Checklist of experiment apparatus

  1. Recruit participants
    • Recruit people
    • Make sure they are either paid or are provided with some gift cards (it's important to provide enough motivation to conduct the experiment)
    • Make sure you do not recruit people that have some potential biases such as your close friend ( https://www.nngroup.com/articles/employees-user-test/)
  2. Informed consent
    • Before doing any experiment, it is ethical and it is the first thing in an experiment to let participants know about the experiment (about the possible injury or participant disclosure, etc), and give consent about participating.  Participants should allow knowing their rights, their privacy, and the amount of time they need to spend in the experiment.  If they do not want to participate anymore, they should allow to freely withdraw.   Of course, you should also avoid priming, i.e., asking some questions that may affect their performance or results.  Priming is often a confounding variable for a poorly designed experiment, so please read more about priming.  See example informed consent doc here.
  3. Inform participants before the experiment - for physiological experiments, please inform the participants prior to the experiment, what they should do, e.g., do not drink coffee, do not shower one hour before the experiment, etc.
  4. Demographic sheets
    • In the Participants section, you need to write who do you recruit, their age, their gender, any characteristics that may affect the study results (e.g., experience) and the criteria of inclusion and exclusion.  Usually, you provide this questionnaire to the participant as the second thing, after the informed consent.  See here for example.  I recommend using Google Forms for collecting such data (using iPad or desktop), which is an excellent e-tool to automatically put your data in digital form.  Also, it is environmental-friendly.
  5. Your software or tools - make sure your software logs everything, key point is that you should be able to reconstruct the whole experiment and understand what exactly happens during the experiment.  For example, time log or any measurement tool should be in milliseconds, not seconds.

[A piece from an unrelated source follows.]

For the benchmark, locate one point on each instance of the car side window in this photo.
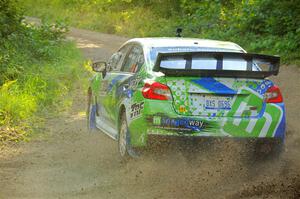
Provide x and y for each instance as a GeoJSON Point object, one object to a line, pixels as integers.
{"type": "Point", "coordinates": [134, 60]}
{"type": "Point", "coordinates": [116, 60]}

  6. A checklist of your procedure - make sure you follow the procedure.  This is to avoid human errors which are often the case when there are many tiny steps.  For example, forgetting to instruct your participants not to move their head could completely destroy your whole EEG data.  Or forgetting to measure the baseline physiological data make your data uncomparable.
  7. Webcam, video camera, screen capture.  Very important to capture temporal behaviors of users.
  8. All questionnaires - use only standard questionnaires.  Please do not come up with your own questionnaire.  All standard questionnaires have been scientifically proven while your own is likely to be faulty.
  9. Make sure the setup is clean and quiet, and same across all conditions.  Don't overlook this.